Is it necessarily true for $(f_n)$ to converge uniformly on $[a,b]$

Question

Let $(f_n)$ be sequence of real valued functions on $[a,b]$. If $f_n'(c)$ exists for all $c\in(a,b)$ and $n\in N$, and $(f_n(c))$ converges for all $c \in[a,b]$ and $(f_n')$ converges uniformly on $[a,b]$, then is it necessarily true for $(f_n)$ to converge uniformly on $[a,b]$?

I know that, it is given that $f_n$ to some $f$ pointiwse on $[a,b]$

and $f_n' \to $ some $g $ uniformly on $[a,b]$

and $f_n$ are differentiable,

then $f$ must be differentiable and $f'=g$

But how do I prove/disprove $f_n$ converges uniformly on $[a,b]$

Answer 1

In fact, it's enough to assume that $(f_n(x_0))_n$ converges for some $x_0 \in (a,b)$ instead of the whole $[a,b]$:

Let's define a new function $$F_{nm}(x)=f_n(x)-f_m(x)$$ Let's consider the interval $[x_0,x]$ (the argument is the same for $[x,x_0]$). $F_{nm}$ is differentiable in it's interior, so we can apply the MVT: $\exists c \in (x_0,x)$ so that $$F_{nm}(x)-F_{nm}(x_0)=F'_{nm}(c)(x-x_n)$$ And we can rewrite it as $$f_n(x)-f_m(x)=f_n(x_0)-f_m(x_0)+[f'_n(c)-f'_m(x)](x-x_0)$$ Now you just need to get an uniform bound. Can you continue?

Answer 2

$f_n(x)=f_n(c)+\int_c^{x}f_n'(t)dt$. If $f_n' \to g$ uniformly then this gives $f_n(x) \to l+\int_c^{x}g(t)dt$ uniformly where $l =\lim f_n(c)$.

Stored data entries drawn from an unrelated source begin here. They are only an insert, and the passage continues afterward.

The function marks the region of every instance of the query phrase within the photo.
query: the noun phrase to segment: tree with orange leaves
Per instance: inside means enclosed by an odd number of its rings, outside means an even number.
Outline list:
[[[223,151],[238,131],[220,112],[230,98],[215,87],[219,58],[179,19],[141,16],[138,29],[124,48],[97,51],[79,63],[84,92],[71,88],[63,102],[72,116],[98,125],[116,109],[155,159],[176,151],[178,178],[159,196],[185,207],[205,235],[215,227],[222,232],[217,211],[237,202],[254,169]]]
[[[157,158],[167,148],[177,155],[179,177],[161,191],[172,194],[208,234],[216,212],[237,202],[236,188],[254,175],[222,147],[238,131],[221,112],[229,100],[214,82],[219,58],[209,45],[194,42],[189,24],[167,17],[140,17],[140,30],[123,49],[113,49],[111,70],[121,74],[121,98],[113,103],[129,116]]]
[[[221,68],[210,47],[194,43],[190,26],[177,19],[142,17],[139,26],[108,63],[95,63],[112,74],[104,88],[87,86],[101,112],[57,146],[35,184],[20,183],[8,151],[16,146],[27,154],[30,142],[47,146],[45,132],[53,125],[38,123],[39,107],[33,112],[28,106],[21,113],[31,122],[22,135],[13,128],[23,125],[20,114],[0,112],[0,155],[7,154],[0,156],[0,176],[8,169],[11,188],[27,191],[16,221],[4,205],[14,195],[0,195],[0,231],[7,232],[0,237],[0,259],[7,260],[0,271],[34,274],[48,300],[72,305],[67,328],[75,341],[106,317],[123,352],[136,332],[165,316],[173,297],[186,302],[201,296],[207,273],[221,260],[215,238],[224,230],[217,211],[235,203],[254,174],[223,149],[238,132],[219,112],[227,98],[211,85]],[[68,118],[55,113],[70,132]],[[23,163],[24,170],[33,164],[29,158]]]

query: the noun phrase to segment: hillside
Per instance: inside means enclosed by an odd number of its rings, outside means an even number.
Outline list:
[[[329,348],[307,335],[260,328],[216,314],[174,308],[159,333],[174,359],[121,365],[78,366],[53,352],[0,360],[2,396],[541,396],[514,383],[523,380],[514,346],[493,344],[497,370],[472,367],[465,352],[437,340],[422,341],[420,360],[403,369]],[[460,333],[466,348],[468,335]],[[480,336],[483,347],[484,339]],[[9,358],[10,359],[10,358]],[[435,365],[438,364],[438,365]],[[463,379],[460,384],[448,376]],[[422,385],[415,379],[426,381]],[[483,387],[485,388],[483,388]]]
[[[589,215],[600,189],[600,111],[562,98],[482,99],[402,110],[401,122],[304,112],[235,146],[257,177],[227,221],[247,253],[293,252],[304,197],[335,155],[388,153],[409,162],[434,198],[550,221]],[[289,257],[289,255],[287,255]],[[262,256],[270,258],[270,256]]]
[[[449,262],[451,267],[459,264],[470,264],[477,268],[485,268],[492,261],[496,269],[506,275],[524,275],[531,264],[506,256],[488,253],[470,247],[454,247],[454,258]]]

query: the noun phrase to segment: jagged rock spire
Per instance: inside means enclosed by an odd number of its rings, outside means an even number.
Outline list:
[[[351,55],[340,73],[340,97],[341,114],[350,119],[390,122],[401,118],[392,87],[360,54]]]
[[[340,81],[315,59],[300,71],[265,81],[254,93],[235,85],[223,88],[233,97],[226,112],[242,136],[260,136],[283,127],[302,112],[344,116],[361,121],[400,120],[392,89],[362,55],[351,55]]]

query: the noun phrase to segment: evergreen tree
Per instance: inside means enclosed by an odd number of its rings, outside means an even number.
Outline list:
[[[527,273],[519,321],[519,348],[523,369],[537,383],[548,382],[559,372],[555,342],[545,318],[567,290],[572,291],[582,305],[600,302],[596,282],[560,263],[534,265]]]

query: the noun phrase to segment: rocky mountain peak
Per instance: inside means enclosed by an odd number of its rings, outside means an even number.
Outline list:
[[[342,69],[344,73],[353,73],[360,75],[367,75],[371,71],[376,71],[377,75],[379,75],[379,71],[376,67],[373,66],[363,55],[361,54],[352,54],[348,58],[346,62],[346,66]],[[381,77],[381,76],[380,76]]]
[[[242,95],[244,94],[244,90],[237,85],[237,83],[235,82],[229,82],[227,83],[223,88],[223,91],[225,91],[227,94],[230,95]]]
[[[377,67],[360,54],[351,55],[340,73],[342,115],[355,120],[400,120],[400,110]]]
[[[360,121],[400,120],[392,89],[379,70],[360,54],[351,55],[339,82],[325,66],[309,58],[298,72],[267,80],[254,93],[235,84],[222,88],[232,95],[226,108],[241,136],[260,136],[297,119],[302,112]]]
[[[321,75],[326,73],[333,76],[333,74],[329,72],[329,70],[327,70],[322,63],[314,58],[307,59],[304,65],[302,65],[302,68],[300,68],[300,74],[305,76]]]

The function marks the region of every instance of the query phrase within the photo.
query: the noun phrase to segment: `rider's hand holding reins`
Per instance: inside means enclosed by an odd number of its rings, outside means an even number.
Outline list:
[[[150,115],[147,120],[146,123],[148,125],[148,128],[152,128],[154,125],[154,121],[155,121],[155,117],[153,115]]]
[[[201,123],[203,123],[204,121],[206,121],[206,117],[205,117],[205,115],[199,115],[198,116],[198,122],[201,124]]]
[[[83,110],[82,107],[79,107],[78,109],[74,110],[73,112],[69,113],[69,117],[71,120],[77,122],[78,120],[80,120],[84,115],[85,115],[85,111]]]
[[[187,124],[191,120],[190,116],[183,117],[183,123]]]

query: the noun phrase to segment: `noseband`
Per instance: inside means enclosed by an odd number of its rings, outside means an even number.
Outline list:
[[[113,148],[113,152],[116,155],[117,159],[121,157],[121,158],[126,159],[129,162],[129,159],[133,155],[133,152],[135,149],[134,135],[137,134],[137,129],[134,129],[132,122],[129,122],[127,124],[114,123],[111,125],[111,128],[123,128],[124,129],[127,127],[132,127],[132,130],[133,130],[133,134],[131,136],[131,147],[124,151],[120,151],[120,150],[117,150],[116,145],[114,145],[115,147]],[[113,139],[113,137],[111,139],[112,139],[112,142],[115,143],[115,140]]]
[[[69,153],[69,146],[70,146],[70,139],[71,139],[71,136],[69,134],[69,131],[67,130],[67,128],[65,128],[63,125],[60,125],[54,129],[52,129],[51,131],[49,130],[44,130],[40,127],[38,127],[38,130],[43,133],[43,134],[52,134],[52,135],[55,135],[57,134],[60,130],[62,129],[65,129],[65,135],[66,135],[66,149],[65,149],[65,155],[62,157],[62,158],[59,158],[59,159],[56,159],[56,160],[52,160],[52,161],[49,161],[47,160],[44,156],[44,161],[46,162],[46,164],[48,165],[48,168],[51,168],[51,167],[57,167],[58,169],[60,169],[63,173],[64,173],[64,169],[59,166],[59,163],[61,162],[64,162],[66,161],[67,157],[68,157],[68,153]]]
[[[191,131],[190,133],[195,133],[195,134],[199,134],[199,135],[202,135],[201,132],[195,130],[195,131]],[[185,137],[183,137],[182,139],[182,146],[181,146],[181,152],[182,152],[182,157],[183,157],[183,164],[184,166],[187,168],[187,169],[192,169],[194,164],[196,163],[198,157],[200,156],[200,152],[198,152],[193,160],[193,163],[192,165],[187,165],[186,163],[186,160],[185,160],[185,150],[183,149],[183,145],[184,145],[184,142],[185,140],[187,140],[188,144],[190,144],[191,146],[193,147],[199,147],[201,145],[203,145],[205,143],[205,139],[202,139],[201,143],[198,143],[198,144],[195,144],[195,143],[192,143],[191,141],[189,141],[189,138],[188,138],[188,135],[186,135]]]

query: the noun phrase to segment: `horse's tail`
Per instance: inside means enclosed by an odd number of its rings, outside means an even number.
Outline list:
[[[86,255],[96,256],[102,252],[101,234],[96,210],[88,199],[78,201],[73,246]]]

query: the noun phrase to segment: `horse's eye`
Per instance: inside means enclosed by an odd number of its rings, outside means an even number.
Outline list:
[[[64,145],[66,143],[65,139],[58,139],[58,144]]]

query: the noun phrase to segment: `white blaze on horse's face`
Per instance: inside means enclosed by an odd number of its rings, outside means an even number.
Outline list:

You can take any particular $c$ (in particular, $c=a$).

EDIT: if you are not assuming that $f_n$ are continuously differentiable then you apply a similar argument to show that $f_n-f_m \to 0$ uniformly as $n,m \to \infty$. This implies that $(f_n)$ converges uniformly.